深聖堂ディープサンクチュアリめ、報告が遅すぎるわ」


 センシオンが軽く愚痴った。


「報告があったところで【モニター】の意味はわかりません。『緑』だけでは同じでしょう。絶影の時は空間、これは空間能力者と考えられた、と記録にあります。しかし、ほかに、遊戯、さざ波、穴、光目、ゴミ箱、四属、針通し、農家、などが記録されておりますが、何も起こりませんでした」


 ホルストが言った。


「意味不明なものばかり、あれらの管理は重荷にしかならん」


 センシオンがため息をつく。


「ゆえに死蔵品ですな。使い方がわからない、危険で下手に使えない、故障しているか正常かも判別不能。それでも貴重な切り札」


 ラッシャーは目を閉じ、枯れ木の気配だ。


「いくつかは動かせます」とホルスト。


「前回の叢生そうせいが、今回の神とやらの仕業かは微妙。基地にできた森と質が違う。植物読み取り用に訓練した者の報告ですから信用できます」


 スターデンは遠くを望む若い目つきだ。


「コモンテレイに現れた神とやらの続報はなし。ザメシハとスンディとの戦場に現れたものとは、大きさがかけ離れており関連は不明」


 ホルストが言った。


「財政を考えますと、未回収地を放棄していただきたいですな」


 ラッシャーが細い声でゆっくり言った。


「育った体は縮まらぬもの。それに戦わなければ軍の士気に問題が出る、そうだな?」


 センシオンが言った。


「無論です。国威に関わります」


 ホルストが言った。


「価値はなくとも広大な領土、喪失となれば季節のわからぬ腐れ種が芽吹きましょう」


 スターデンも続く。


「となると、こちらにできることは淡々と必要経費を計算するぐらいのものですな」


 ラッシャーはそう言うと、書類を眺めはじめた。


「いきなり道端で殴り倒されて、負けを認める帝国男子などおらんということだ。貴族からごろつきまで同じであろう」


「予定通り現地の第五軍を中心に、南方戦線から引き抜いた第六軍の半数、予備役から百二十万を招集、これで陸軍計百五十二万。空軍は第二、第四に巡行爆撃軍団、防空剣団を加えた千四百機を編成中。これらの運用のため未回収地の入口となるセーヴィデーレを拡張中です」


 ホルストが言った。

 首都からコモンテレイまでの道のりは、五千キロ以上ある。道も細く悪いため予備役はかなり減らしている。これが首都に近い北か東であれば、予備役六百万は動員している。
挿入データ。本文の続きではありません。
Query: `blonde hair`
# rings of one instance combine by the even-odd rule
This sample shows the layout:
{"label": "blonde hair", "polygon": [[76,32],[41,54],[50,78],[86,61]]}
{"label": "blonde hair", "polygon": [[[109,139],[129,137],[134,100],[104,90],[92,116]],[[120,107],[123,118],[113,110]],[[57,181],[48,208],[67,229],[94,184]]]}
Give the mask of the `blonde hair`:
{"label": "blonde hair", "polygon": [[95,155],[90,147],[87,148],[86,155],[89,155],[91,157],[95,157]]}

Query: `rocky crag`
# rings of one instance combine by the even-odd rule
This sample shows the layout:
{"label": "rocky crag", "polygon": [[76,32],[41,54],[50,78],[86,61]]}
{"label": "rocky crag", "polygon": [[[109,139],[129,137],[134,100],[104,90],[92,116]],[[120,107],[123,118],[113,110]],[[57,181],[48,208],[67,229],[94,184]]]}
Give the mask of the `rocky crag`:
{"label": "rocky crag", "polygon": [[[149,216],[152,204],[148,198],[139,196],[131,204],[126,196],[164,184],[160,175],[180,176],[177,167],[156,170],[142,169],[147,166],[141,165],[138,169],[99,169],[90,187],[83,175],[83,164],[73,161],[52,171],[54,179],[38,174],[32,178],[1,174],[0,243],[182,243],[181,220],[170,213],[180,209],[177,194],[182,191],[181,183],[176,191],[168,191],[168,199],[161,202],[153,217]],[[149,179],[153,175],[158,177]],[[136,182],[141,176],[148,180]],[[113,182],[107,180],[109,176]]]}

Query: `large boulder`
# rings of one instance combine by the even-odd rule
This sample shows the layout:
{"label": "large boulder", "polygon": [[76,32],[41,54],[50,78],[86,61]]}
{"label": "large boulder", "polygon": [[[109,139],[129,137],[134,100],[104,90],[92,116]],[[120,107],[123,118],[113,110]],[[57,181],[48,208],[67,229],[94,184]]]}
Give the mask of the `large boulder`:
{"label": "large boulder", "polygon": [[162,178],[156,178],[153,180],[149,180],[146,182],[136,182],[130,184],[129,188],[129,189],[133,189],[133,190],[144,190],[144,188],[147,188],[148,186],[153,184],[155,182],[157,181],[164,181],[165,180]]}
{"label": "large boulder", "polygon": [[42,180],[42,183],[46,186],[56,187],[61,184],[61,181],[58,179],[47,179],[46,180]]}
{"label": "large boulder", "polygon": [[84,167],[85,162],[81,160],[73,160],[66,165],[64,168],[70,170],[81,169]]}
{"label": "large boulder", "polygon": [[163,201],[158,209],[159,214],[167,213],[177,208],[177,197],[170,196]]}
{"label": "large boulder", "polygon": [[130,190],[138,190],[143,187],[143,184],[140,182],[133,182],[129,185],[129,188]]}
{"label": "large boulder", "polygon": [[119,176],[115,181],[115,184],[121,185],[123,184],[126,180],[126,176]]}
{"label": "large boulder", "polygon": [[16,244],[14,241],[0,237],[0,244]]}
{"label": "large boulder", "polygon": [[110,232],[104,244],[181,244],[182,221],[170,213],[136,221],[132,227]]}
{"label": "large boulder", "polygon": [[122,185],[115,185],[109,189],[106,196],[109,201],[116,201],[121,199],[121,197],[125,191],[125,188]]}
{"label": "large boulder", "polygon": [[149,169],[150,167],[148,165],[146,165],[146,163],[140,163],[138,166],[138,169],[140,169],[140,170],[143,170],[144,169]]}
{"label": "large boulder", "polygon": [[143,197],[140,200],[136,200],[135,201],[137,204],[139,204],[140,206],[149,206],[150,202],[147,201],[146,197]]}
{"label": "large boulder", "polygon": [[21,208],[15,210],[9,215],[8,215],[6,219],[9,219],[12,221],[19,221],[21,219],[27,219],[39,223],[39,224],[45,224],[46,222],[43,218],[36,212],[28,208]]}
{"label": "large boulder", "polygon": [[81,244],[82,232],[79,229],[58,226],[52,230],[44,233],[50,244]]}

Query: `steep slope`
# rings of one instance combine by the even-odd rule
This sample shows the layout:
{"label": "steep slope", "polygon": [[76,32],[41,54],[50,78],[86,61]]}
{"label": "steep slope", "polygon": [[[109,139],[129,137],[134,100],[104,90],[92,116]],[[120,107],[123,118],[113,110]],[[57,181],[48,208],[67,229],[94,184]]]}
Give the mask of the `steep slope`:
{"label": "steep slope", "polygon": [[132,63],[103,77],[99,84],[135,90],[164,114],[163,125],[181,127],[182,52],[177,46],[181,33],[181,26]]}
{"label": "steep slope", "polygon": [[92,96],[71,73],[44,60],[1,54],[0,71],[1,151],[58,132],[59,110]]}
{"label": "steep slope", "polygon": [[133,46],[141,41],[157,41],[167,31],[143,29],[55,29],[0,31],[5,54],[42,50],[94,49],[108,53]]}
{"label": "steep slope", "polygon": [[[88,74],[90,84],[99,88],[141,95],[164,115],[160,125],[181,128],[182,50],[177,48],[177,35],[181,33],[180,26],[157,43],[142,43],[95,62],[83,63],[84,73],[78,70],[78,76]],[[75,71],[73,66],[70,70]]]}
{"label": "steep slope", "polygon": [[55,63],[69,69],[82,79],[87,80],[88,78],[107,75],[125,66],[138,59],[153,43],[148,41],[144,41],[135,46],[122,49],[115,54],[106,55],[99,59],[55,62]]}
「閣下が万全を期するのは常であっても、奪還軍であるというのに籠城戦のような構え。災害に立ち向かうようですな」


 スターデンが軽い口調で言った。


「いかなる意味か?」


 ホルストが横目でスターデンを見た。


「敵を怪物してはならぬと言っております」

「強大であることだけが保証された未知の勢力だ。備えれば重い軍になろう」


「人の仕業です。それも社会性の強い。南の蛮族の作る幻覚は兵でも余裕があれば見抜けた。逆に我々も彼らの思想の分析を試みたが、多くは理解できなかった。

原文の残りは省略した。